勝負に敗れた時、その敗因を分析しようとする。分析することは確かに重要だ。しかし分析をどれだけしても解決しないこともある。例えばスポーツで敗れた時にもその原因を分析しようとするであろう。しかし自分の力を強くしないと根本的解決にはならない。分析三割、実行七割というのが原則であろう。
21日、統一地方選挙及び衆院補選があった。衆院の二つの補選では両方で自民党が敗れることになった。安倍政権の下で圧倒的な強さを誇った自民党であったが、今回の敗戦にはそのほころびが見える。二階幹事長は「敗因分析を急ぐ」と言っているそうだが、僕にはこの敗戦が分析によって解決するかといえば疑問に思う。なぜなら、分析によって解決するのは下層部への問題であって、より上部の問題に対しては分析だけで簡単に解決できるものではないからだ。
敗因分析以上の効果をもたらすのは、根本的理念の変革、及び根本的制度の変革である。しかしこれらの改革は大きな効果をもたらす可能性がある一方、大打撃を与える可能性もある。諸刃の剣である。理念に関してはそう簡単に変えるべきものではないし、その理念を貫き通すことによって信用も生まれる。今回の敗戦に関しても、理念の変更が大きな原因になったとは僕は考えてはいない。むしろ根本的制度の改革が裏目に出たのではと考えている。もちろん、社会的制度の変革などもあるが、一番大きなのは自民党総裁任期の変更であろう。もちろん、これ以外にもいろいろと原因はあるかもしれない。しかし次期参院選までに立て直すのは至難の業であろう。さらに分析だけで乗り切ろうと思えば、これは不可能だと言わざるを得ない。

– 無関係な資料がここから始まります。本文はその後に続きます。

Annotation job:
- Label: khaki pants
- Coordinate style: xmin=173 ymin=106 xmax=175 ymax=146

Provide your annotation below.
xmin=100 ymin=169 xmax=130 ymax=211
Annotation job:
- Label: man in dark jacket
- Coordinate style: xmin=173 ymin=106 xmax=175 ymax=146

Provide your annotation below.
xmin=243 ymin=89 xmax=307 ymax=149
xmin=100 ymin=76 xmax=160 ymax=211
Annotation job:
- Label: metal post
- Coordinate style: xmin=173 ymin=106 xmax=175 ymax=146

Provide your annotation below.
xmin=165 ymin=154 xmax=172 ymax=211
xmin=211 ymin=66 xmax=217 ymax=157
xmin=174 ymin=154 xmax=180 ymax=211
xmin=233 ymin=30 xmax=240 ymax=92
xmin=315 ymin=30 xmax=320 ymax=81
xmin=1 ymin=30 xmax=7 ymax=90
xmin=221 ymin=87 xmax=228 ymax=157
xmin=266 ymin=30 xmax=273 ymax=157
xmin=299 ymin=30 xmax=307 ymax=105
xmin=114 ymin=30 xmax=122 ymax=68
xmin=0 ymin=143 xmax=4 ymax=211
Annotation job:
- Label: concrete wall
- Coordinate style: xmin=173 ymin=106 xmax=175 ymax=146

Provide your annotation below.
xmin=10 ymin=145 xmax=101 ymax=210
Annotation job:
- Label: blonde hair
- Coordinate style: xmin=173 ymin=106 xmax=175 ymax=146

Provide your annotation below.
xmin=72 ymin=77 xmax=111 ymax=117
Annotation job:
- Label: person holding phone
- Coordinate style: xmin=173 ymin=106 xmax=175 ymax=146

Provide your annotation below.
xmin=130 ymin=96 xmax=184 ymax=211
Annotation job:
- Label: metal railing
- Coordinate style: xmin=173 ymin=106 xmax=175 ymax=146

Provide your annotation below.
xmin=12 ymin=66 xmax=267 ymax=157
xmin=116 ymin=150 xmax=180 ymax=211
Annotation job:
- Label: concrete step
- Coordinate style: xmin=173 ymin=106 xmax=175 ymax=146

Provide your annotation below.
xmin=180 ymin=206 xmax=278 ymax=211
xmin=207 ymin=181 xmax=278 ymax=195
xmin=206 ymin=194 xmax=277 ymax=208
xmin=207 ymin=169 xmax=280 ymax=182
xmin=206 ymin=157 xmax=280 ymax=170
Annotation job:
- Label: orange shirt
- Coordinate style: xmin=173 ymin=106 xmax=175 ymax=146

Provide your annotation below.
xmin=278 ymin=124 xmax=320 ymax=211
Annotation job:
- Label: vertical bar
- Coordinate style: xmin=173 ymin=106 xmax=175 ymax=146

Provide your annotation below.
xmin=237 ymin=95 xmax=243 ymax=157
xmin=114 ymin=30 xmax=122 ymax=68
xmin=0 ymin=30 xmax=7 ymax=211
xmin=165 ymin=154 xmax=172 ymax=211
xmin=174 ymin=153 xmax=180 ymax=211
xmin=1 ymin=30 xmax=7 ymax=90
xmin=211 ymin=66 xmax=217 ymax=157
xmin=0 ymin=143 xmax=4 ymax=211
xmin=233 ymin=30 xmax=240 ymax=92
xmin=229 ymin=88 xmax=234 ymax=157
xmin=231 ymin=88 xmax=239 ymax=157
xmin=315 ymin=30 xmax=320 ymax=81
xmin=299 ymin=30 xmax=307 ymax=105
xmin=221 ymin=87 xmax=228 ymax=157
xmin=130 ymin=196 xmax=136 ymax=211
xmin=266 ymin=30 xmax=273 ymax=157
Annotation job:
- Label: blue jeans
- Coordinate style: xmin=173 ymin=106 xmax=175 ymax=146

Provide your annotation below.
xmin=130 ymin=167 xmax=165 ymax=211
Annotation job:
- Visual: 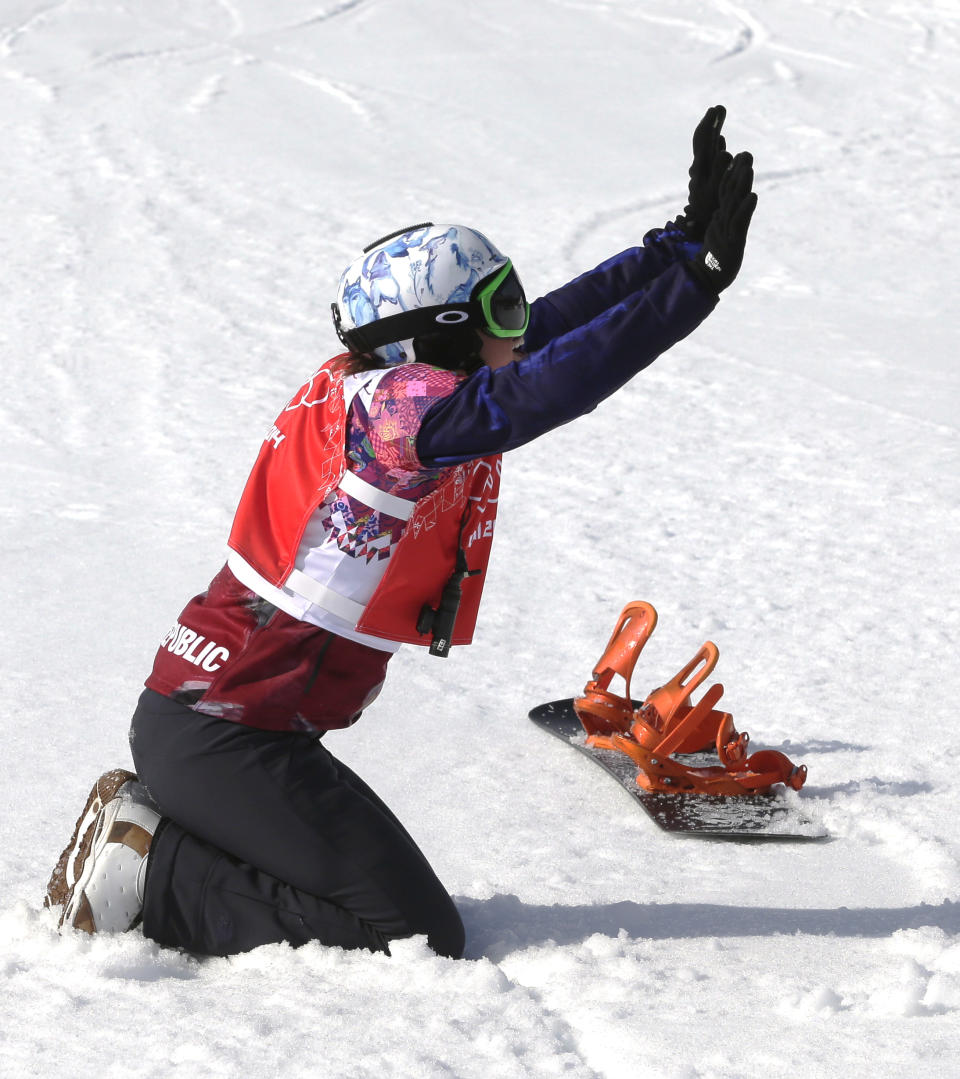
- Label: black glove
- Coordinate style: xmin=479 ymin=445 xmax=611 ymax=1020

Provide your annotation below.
xmin=690 ymin=153 xmax=756 ymax=293
xmin=678 ymin=105 xmax=732 ymax=240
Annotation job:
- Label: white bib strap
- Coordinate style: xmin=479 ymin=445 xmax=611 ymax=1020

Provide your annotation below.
xmin=284 ymin=570 xmax=367 ymax=626
xmin=334 ymin=470 xmax=416 ymax=522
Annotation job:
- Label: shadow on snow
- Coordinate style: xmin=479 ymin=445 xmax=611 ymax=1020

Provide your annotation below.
xmin=457 ymin=896 xmax=960 ymax=961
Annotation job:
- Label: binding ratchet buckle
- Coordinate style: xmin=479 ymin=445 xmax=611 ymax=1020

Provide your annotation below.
xmin=574 ymin=601 xmax=807 ymax=796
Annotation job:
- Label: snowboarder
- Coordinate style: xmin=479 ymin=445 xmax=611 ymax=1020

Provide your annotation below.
xmin=46 ymin=106 xmax=756 ymax=956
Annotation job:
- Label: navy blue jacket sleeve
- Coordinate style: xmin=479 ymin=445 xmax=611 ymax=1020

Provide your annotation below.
xmin=416 ymin=260 xmax=717 ymax=467
xmin=524 ymin=224 xmax=700 ymax=352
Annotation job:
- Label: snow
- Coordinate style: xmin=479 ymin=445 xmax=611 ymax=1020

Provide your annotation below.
xmin=0 ymin=0 xmax=960 ymax=1079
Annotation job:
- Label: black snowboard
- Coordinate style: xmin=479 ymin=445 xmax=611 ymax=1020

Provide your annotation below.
xmin=530 ymin=698 xmax=826 ymax=841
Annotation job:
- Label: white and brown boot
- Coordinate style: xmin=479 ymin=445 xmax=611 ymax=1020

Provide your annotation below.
xmin=44 ymin=768 xmax=160 ymax=933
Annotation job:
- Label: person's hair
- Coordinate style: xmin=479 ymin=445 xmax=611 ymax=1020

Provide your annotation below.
xmin=332 ymin=326 xmax=483 ymax=374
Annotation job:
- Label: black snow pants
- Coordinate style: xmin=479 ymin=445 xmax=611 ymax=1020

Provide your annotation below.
xmin=131 ymin=689 xmax=464 ymax=957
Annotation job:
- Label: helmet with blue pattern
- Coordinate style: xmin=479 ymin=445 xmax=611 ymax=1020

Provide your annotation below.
xmin=332 ymin=222 xmax=530 ymax=364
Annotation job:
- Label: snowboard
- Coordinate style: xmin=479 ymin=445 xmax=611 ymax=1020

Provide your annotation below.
xmin=530 ymin=697 xmax=826 ymax=842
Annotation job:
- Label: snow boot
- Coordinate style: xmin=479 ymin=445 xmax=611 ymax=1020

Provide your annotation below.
xmin=44 ymin=768 xmax=160 ymax=933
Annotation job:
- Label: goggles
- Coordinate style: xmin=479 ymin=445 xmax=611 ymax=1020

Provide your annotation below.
xmin=331 ymin=260 xmax=530 ymax=353
xmin=471 ymin=261 xmax=530 ymax=337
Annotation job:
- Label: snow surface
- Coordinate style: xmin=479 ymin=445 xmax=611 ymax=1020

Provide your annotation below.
xmin=0 ymin=0 xmax=960 ymax=1079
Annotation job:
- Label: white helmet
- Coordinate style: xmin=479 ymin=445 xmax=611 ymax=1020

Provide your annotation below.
xmin=332 ymin=222 xmax=530 ymax=364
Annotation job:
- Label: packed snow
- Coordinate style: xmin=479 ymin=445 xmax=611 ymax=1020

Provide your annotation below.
xmin=0 ymin=0 xmax=960 ymax=1079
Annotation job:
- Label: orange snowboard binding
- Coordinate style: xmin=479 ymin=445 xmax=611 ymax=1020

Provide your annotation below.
xmin=574 ymin=601 xmax=807 ymax=795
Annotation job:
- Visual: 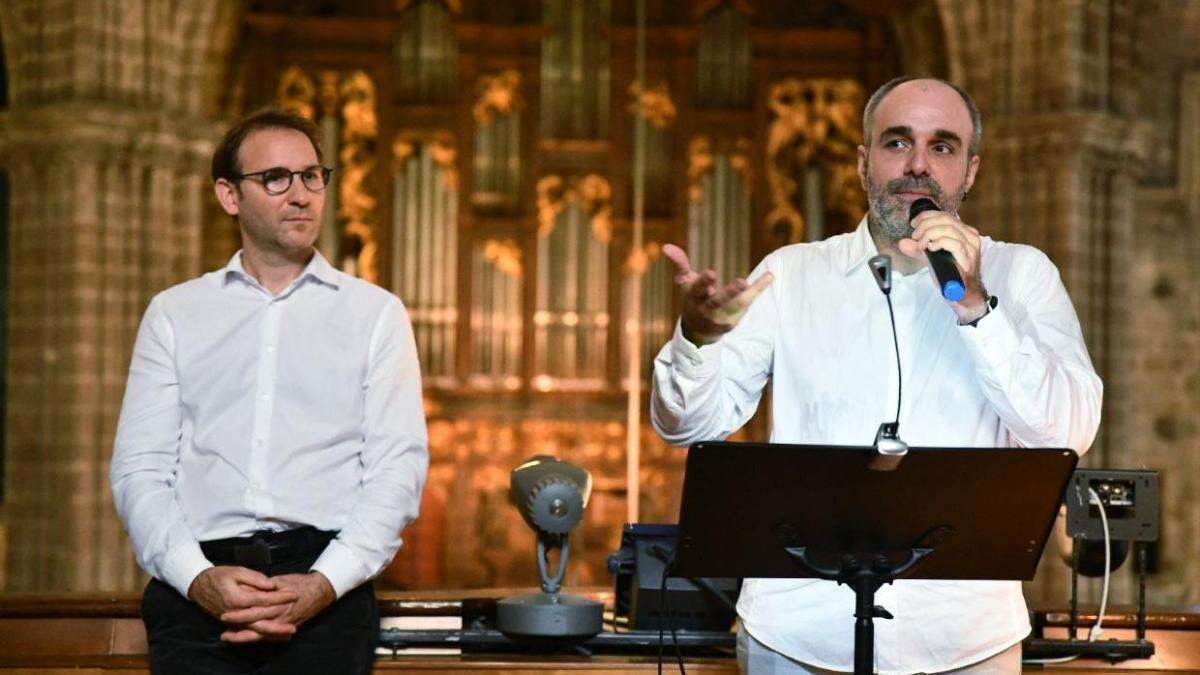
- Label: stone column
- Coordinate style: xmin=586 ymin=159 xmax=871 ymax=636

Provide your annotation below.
xmin=0 ymin=0 xmax=240 ymax=591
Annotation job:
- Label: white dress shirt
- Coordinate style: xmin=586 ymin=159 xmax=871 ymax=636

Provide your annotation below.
xmin=650 ymin=219 xmax=1102 ymax=673
xmin=110 ymin=252 xmax=428 ymax=597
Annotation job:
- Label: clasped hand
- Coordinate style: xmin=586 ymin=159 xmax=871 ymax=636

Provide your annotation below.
xmin=662 ymin=244 xmax=774 ymax=346
xmin=187 ymin=566 xmax=336 ymax=643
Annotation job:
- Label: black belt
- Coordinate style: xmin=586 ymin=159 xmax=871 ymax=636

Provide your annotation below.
xmin=200 ymin=526 xmax=337 ymax=567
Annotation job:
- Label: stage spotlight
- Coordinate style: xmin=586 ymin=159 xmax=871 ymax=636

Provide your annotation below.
xmin=496 ymin=455 xmax=604 ymax=638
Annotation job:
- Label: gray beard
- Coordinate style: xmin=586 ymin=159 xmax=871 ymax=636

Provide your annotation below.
xmin=866 ymin=172 xmax=966 ymax=244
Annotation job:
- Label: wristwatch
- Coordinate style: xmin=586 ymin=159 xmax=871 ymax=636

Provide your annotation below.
xmin=962 ymin=295 xmax=1000 ymax=328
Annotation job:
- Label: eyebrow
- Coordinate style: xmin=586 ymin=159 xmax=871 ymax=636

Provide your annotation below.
xmin=880 ymin=125 xmax=962 ymax=145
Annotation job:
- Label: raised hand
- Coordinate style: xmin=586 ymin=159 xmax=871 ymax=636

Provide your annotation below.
xmin=896 ymin=211 xmax=988 ymax=323
xmin=662 ymin=244 xmax=775 ymax=346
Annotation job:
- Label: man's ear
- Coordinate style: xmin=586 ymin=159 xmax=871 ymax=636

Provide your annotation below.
xmin=962 ymin=155 xmax=979 ymax=192
xmin=212 ymin=178 xmax=241 ymax=216
xmin=858 ymin=145 xmax=866 ymax=190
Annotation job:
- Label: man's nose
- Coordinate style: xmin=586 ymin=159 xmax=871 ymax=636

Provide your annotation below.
xmin=288 ymin=178 xmax=312 ymax=207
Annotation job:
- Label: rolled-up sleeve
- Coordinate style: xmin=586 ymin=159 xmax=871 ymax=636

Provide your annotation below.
xmin=650 ymin=256 xmax=781 ymax=446
xmin=959 ymin=247 xmax=1104 ymax=454
xmin=109 ymin=294 xmax=212 ymax=596
xmin=312 ymin=299 xmax=430 ymax=597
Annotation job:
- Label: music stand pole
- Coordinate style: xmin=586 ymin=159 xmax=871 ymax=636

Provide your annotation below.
xmin=784 ymin=546 xmax=934 ymax=675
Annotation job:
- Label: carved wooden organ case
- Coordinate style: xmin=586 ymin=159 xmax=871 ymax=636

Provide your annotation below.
xmin=239 ymin=0 xmax=895 ymax=587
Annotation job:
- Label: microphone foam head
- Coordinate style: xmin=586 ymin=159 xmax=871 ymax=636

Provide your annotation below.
xmin=908 ymin=197 xmax=940 ymax=220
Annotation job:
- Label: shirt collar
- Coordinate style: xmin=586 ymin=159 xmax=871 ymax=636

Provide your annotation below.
xmin=221 ymin=250 xmax=341 ymax=289
xmin=842 ymin=215 xmax=878 ymax=276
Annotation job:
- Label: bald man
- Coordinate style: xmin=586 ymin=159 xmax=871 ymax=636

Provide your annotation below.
xmin=650 ymin=78 xmax=1102 ymax=673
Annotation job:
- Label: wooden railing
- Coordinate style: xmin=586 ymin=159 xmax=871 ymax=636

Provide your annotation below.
xmin=0 ymin=589 xmax=1200 ymax=675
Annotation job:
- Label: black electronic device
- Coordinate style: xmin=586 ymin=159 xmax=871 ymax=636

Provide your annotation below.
xmin=908 ymin=197 xmax=966 ymax=303
xmin=608 ymin=522 xmax=740 ymax=632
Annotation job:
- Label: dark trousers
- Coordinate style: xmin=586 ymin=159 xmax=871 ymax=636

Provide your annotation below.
xmin=142 ymin=556 xmax=379 ymax=675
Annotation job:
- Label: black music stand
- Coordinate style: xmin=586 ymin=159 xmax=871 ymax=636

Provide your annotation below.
xmin=671 ymin=442 xmax=1078 ymax=674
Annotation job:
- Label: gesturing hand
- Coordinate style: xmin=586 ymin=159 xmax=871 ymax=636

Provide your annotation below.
xmin=187 ymin=565 xmax=299 ymax=643
xmin=662 ymin=244 xmax=775 ymax=345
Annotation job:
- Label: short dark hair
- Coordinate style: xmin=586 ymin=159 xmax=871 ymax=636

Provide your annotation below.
xmin=212 ymin=108 xmax=322 ymax=183
xmin=863 ymin=74 xmax=983 ymax=157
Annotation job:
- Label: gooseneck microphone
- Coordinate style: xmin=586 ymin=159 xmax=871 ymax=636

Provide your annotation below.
xmin=868 ymin=252 xmax=902 ymax=471
xmin=908 ymin=197 xmax=967 ymax=303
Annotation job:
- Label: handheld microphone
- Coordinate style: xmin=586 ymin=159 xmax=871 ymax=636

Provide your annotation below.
xmin=908 ymin=197 xmax=967 ymax=303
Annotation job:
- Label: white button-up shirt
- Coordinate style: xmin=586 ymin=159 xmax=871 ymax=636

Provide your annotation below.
xmin=650 ymin=219 xmax=1102 ymax=673
xmin=110 ymin=252 xmax=428 ymax=597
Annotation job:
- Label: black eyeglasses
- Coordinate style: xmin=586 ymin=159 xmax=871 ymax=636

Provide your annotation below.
xmin=232 ymin=165 xmax=334 ymax=195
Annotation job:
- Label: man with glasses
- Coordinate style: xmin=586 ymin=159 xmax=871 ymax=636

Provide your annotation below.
xmin=110 ymin=110 xmax=428 ymax=674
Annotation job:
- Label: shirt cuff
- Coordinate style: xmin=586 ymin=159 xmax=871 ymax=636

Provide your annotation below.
xmin=959 ymin=300 xmax=1021 ymax=372
xmin=311 ymin=539 xmax=371 ymax=598
xmin=671 ymin=321 xmax=721 ymax=380
xmin=162 ymin=540 xmax=212 ymax=598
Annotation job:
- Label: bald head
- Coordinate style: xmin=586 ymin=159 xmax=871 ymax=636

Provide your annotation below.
xmin=863 ymin=77 xmax=983 ymax=157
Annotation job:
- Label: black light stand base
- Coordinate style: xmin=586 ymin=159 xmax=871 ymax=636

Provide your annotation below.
xmin=1021 ymin=638 xmax=1154 ymax=663
xmin=496 ymin=593 xmax=604 ymax=638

自民党が次期参院選で立て直すには、分析以外の取り組みが鍵になって来る。特にインパクトのある標語的な政策を打ち出すのなら、それは次期参院選では効果的かもしれないが、持続性という観点で見れば賢い策とは思えない。もちろん、外的要因によって情勢が大きく変わる可能性もなくはない。これから政府与党がどのような動きに出るのか、注目してみたい。